Awesome Harness Engineering: Curated List for AI Agent Infrastructure
A GitHub repository aggregating resources on AI agent harness engineering, covering tools, patterns, evaluations, memory systems, MCP (Model Context Protocol), permissions, observability, and orchestration. The list has accumulated 1,318 stars with 39 added today, indicating moderate community traction. It serves as a reference index rather than original research or tooling.
Unrolling the Codex Agent Loop
OpenAI published a technical deep dive into the Codex CLI agent loop, detailing how it orchestrates models, tools, and prompts via the Responses API. The post explains the internal architecture of the agentic coding system, including how the loop manages state, tool calls, and performance. This provides concrete implementation detail on how OpenAI structures production agent workflows on top of its API primitives.
From Model Scaling to System Scaling: Scaling the Harness in Agentic AI
This paper argues that the next major bottleneck in agentic AI is system-level design—what the authors call 'scaling the harness'—rather than continued model scaling alone. The agent harness encompasses memory substrates, context constructors, skill-routing layers, orchestration loops, and verification/governance components that together translate model capability into long-horizon behavior. The authors identify three core bottlenecks (context governance, trustworthy memory, dynamic skill routing) and propose harness-level benchmarks measuring trajectory quality, memory hygiene, and verification cost. They introduce CheetahClaws, a Python-native reference harness, and compare it against Claude Code and OpenClaw.

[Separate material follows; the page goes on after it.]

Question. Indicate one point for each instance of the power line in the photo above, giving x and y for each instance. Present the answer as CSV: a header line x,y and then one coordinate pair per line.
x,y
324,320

Reversa: A Multi-Agent Framework for Reverse Engineering Legacy Software into AI-Readable Operational Specifications
Reversa is a multi-agent pipeline framework that converts legacy software systems into traceable operational specifications suitable for use by AI coding agents. The framework employs specialized agents for surface mapping, module analysis, implicit rule extraction, architecture synthesis, and specification review, with mechanisms for traceability, confidence marking, and gap preservation. An exploratory case study on migrating an ATM system from COBOL to Go produced 517 confidence-indexed claims, 53 Gherkin parity scenarios, and a partial reconstruction plan, though final validation was not completed. The system is distributed as a Node.js CLI and is positioned relative to literature on reverse engineering, LLM-based documentation, and software agents.
Frontier coding agents use metaprogramming to handle esoteric programming languages
A new arXiv paper evaluates six LLM-based coding agents on four esoteric programming languages (including Brainfuck and Befunge-98), finding that the strongest agents—Claude Opus 4.6 and GPT-5.4 xhigh—often avoid writing the target language directly, instead generating it via Python metaprograms. Forbidding this strategy causes large performance drops, and text guidance alone does not transfer the capability to weaker models, though sharing Opus-derived Python helper code does sharply improve mid-tier agents. The study reveals capability stratification that mainstream benchmarks like SWE-Bench Verified compress into narrow bands, suggesting frontier agents succeed by constructing and debugging working models of unfamiliar environments rather than pattern-matching to training data.